Got an ugly e-newsletter?

27 Sep

Lack of people, time and financial resource are often at the root of some well-meaning, but ill-conceived, nonprofit and small business communication campaigns. The main offenders are usually social media messaging and e-newsletters.

One of the best things about working in a technology-heavy media age is that there are some really good platforms available to nonprofits and small businesses that fit their specific needs.

Constant Contact has been around a while, but I only recently saw what it could do in action.

The company, based out of Massachusetts, “offers email marketing products, which allow customers to create, send, and track professional and affordable permission-based email marketing campaigns and social campaigns,” according to its Yahoo! Finance profile and boasts 555,000 customers.

Constant Contact has a Pinterest, Twitter, YouTube and Facebook account with creative ideas on how to launch campaigns and examples of e-newsletters done correctly.

“Then Vs. Now: How Running a Business Has Changed in Five Years,” “When is the Best Time to Post on Facebook?” and “What Does Mobile Mean for Small Businesses and Nonprofits?” are just some of the videos on the Constant Contact YouTube channel that offer helpful tips.

They have plans starting at $15 a month for email marketing, online surveys, social campaigns and event managing. Nonprofits have a different pricing tier.

This type of platform is especially useful for nonprofits and small businesses whose communications department is probably the marketing, social media, public relations and event management department, as well, and manned by one to three people.

Larger corporations will unlikely have a need for this kind of platform because they usually have two to three departments that are doing the same job with more people and more money.
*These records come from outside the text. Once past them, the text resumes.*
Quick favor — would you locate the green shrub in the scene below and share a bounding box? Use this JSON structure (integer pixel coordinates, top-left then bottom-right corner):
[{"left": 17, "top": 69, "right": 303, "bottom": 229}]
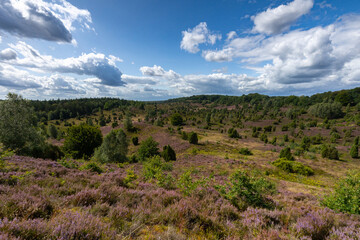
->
[
  {"left": 322, "top": 172, "right": 360, "bottom": 214},
  {"left": 64, "top": 124, "right": 102, "bottom": 158},
  {"left": 272, "top": 158, "right": 314, "bottom": 176},
  {"left": 143, "top": 156, "right": 172, "bottom": 180},
  {"left": 170, "top": 113, "right": 184, "bottom": 126},
  {"left": 138, "top": 137, "right": 160, "bottom": 161},
  {"left": 228, "top": 128, "right": 241, "bottom": 138},
  {"left": 350, "top": 137, "right": 359, "bottom": 158},
  {"left": 48, "top": 124, "right": 58, "bottom": 139},
  {"left": 176, "top": 171, "right": 210, "bottom": 196},
  {"left": 279, "top": 147, "right": 294, "bottom": 161},
  {"left": 124, "top": 115, "right": 135, "bottom": 132},
  {"left": 131, "top": 137, "right": 139, "bottom": 146},
  {"left": 309, "top": 102, "right": 344, "bottom": 119},
  {"left": 94, "top": 129, "right": 129, "bottom": 163},
  {"left": 181, "top": 131, "right": 188, "bottom": 140},
  {"left": 300, "top": 136, "right": 311, "bottom": 151},
  {"left": 260, "top": 133, "right": 269, "bottom": 143},
  {"left": 80, "top": 162, "right": 104, "bottom": 174},
  {"left": 321, "top": 144, "right": 339, "bottom": 160},
  {"left": 217, "top": 170, "right": 275, "bottom": 210},
  {"left": 239, "top": 148, "right": 253, "bottom": 155},
  {"left": 161, "top": 145, "right": 176, "bottom": 162},
  {"left": 188, "top": 132, "right": 198, "bottom": 144}
]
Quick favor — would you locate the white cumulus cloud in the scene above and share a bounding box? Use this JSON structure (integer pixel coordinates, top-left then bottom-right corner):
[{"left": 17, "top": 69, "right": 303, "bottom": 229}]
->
[
  {"left": 180, "top": 22, "right": 221, "bottom": 53},
  {"left": 252, "top": 0, "right": 314, "bottom": 35},
  {"left": 0, "top": 0, "right": 91, "bottom": 43}
]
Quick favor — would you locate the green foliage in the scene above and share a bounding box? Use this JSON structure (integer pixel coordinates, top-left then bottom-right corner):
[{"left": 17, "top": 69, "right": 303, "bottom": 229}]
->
[
  {"left": 138, "top": 137, "right": 160, "bottom": 161},
  {"left": 79, "top": 162, "right": 104, "bottom": 174},
  {"left": 272, "top": 158, "right": 314, "bottom": 176},
  {"left": 188, "top": 132, "right": 199, "bottom": 144},
  {"left": 0, "top": 93, "right": 43, "bottom": 152},
  {"left": 124, "top": 115, "right": 135, "bottom": 132},
  {"left": 58, "top": 159, "right": 79, "bottom": 169},
  {"left": 48, "top": 124, "right": 58, "bottom": 139},
  {"left": 176, "top": 171, "right": 212, "bottom": 196},
  {"left": 228, "top": 128, "right": 241, "bottom": 138},
  {"left": 350, "top": 137, "right": 359, "bottom": 158},
  {"left": 170, "top": 113, "right": 184, "bottom": 126},
  {"left": 217, "top": 170, "right": 276, "bottom": 210},
  {"left": 284, "top": 134, "right": 289, "bottom": 142},
  {"left": 123, "top": 169, "right": 138, "bottom": 187},
  {"left": 322, "top": 172, "right": 360, "bottom": 214},
  {"left": 94, "top": 129, "right": 129, "bottom": 163},
  {"left": 143, "top": 156, "right": 172, "bottom": 180},
  {"left": 309, "top": 102, "right": 344, "bottom": 119},
  {"left": 260, "top": 133, "right": 269, "bottom": 143},
  {"left": 0, "top": 150, "right": 15, "bottom": 172},
  {"left": 161, "top": 145, "right": 176, "bottom": 162},
  {"left": 239, "top": 148, "right": 253, "bottom": 155},
  {"left": 300, "top": 136, "right": 311, "bottom": 151},
  {"left": 279, "top": 147, "right": 294, "bottom": 161},
  {"left": 181, "top": 131, "right": 188, "bottom": 140},
  {"left": 64, "top": 124, "right": 102, "bottom": 158},
  {"left": 321, "top": 144, "right": 339, "bottom": 160},
  {"left": 131, "top": 137, "right": 139, "bottom": 146}
]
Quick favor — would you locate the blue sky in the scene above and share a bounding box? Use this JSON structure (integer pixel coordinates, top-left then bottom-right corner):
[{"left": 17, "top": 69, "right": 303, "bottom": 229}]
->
[{"left": 0, "top": 0, "right": 360, "bottom": 100}]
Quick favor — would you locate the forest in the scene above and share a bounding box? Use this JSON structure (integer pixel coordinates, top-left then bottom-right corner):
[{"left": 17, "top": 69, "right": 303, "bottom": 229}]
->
[{"left": 0, "top": 88, "right": 360, "bottom": 240}]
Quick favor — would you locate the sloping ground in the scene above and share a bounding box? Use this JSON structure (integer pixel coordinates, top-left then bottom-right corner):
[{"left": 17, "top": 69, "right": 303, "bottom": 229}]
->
[{"left": 0, "top": 155, "right": 360, "bottom": 239}]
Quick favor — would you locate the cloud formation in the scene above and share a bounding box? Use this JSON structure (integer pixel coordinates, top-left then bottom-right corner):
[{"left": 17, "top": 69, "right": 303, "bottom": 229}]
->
[
  {"left": 3, "top": 41, "right": 125, "bottom": 86},
  {"left": 0, "top": 0, "right": 91, "bottom": 43},
  {"left": 198, "top": 15, "right": 360, "bottom": 86},
  {"left": 252, "top": 0, "right": 314, "bottom": 35},
  {"left": 180, "top": 22, "right": 221, "bottom": 53}
]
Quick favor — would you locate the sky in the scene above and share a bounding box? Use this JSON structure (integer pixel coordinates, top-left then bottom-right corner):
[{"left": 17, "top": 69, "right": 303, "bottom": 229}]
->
[{"left": 0, "top": 0, "right": 360, "bottom": 101}]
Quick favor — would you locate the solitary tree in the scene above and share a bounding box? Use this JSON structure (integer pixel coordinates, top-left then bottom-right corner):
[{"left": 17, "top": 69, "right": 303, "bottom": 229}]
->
[
  {"left": 280, "top": 147, "right": 294, "bottom": 161},
  {"left": 162, "top": 145, "right": 176, "bottom": 162},
  {"left": 138, "top": 137, "right": 160, "bottom": 160},
  {"left": 170, "top": 113, "right": 184, "bottom": 126},
  {"left": 350, "top": 137, "right": 359, "bottom": 158},
  {"left": 64, "top": 124, "right": 102, "bottom": 158},
  {"left": 124, "top": 115, "right": 134, "bottom": 132},
  {"left": 94, "top": 129, "right": 129, "bottom": 163}
]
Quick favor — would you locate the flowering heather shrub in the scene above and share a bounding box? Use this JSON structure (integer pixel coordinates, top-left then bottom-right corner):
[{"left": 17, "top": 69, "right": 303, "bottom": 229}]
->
[
  {"left": 328, "top": 222, "right": 360, "bottom": 240},
  {"left": 322, "top": 172, "right": 360, "bottom": 214},
  {"left": 217, "top": 170, "right": 275, "bottom": 210},
  {"left": 0, "top": 192, "right": 54, "bottom": 219},
  {"left": 80, "top": 162, "right": 104, "bottom": 174},
  {"left": 70, "top": 189, "right": 99, "bottom": 206},
  {"left": 295, "top": 209, "right": 334, "bottom": 240},
  {"left": 48, "top": 211, "right": 116, "bottom": 240},
  {"left": 272, "top": 158, "right": 314, "bottom": 176},
  {"left": 0, "top": 218, "right": 49, "bottom": 240}
]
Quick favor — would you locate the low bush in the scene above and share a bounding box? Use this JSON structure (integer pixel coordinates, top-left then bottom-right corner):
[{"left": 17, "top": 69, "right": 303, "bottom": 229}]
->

I promise I’m in no way affiliated with Constant Contact. I just saw it in use, and I saw how easy, even for me, it was to use, and I thought I wish we had this when I was working for a small nonprofit in 2009. Our cause was worthy. Our e-newsletter was woefully primitive.

Constant Contact is just one of many good websites to visit. Every organization will have a different need and function based on their goals. Some might not need a platform with so many options. They might just need something they can do a real e-newsletter on, and there are great sites just for that.


Source: lets users upload text, photos and videos to set up their online newsletter to where their site looks like a real online news site that readers can follow using social media.

“The successful campaigns I have worked on, where we got over a million people interacting with a Facebook campaign, have been integrated with other marketing activities, such as email marketing. All channels have to work together. We need to think of it as more of a marketing campaign than a social media campaign,” said Marc Blinder, MEA director of social media strategy at Adobe.